My husband, bless him has been encouraging saying we should just enjoy our lives without kids, that he won't love me any less, that is not the point, I just want God's word to be fulfilled in our home.

I have so many things I want to do with our kids, I want to stay at home and bake, cook and clean, I want to run around in the garden with then.
I want to go for long walks with my baby in the pram and wave at other mums.
I want to take time off work and just enjoy being a mum.
I will love every moment of motherhood I promise,
I will welcome the sleepless nights, the endless cries, and whatever else comes with being a mum, but until then, Lord, I am still waiting.

Today the 12 April brings back memories of this post written on the 6 March 2010.

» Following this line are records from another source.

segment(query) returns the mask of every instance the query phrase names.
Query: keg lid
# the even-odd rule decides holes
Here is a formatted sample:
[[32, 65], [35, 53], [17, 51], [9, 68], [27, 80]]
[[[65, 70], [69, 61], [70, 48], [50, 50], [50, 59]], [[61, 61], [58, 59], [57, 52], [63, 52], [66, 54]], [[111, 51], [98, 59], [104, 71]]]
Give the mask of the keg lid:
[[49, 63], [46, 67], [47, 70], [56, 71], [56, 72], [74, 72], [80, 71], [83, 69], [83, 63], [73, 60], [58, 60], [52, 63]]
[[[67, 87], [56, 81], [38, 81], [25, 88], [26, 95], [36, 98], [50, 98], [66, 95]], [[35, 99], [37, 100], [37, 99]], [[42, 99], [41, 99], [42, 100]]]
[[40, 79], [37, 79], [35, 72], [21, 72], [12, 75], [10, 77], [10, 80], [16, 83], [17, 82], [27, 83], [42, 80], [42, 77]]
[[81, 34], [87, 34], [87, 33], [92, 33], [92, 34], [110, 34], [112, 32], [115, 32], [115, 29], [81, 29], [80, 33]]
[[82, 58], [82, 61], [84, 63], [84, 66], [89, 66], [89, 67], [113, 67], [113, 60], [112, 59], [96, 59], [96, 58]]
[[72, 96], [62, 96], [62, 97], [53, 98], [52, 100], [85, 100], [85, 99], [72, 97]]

Today I am a mum of 2 young girls.
Today, I have  enjoyed all of the things I wanted to do as mum 6 years ago.
I run around the garden with my two girls.
I bake with them,
I did go for long walks on with my baby and wave at other mums
I took over 2 years off work to be a mum and enjoyed every minute of that
I had lots of sleepless nights and didn't complain.

Today I am no longer waiting.

Your story may still be one of waiting, but tomorrow your story may change.
Your captivity may turn to your
Your day of motherhood will come
Till then
Wait, in joy, abound in hope, be still.


Wednesday, 6 January 2010

Maybe This Year

Maybe it will be me,
waddling around with a burden,
joyously trotting on,

maybe it will be me with a secret grin
as I await the extension of my protruding bump
excited about the outcome of what will be


Maybe it will be me,
in and out of all the shops
Invading them for little wares of blues or pink
and maybe both

Maybe it will be me
tirelessly waiting and counting the days
till my due date
to the arrival of our much awaited own burden of Joy

may be it will be me
packing up my bag for the trip to the birthing unit,
patiently and eagerly counting down the time

Maybe it will be me,
Writing out that birth announcement,
to friends and family of the arrival of baby Dion


Maybe it will be me, happily staying awake, nursing Dion,
and loving every minute

or maybe it will be me,
with dripping bibs and unkempt house,
not ashamed to smile amidst it all,
thankful for the cause of the mayhem,


So this year, Lord, maybe it will be me with that stick,
looking for that +ve sign,
that first heartbeat,
the second, the last scan
and finally the sweet sound from baby Dion as we welcome him/her to our beautiful world.

Maybe, maybe it will be us Lord! I want it to be us; we want it to be us.
We believe, we hope, we pray.
So Maybe, Just Maybe 2010 will be the year of possibilities.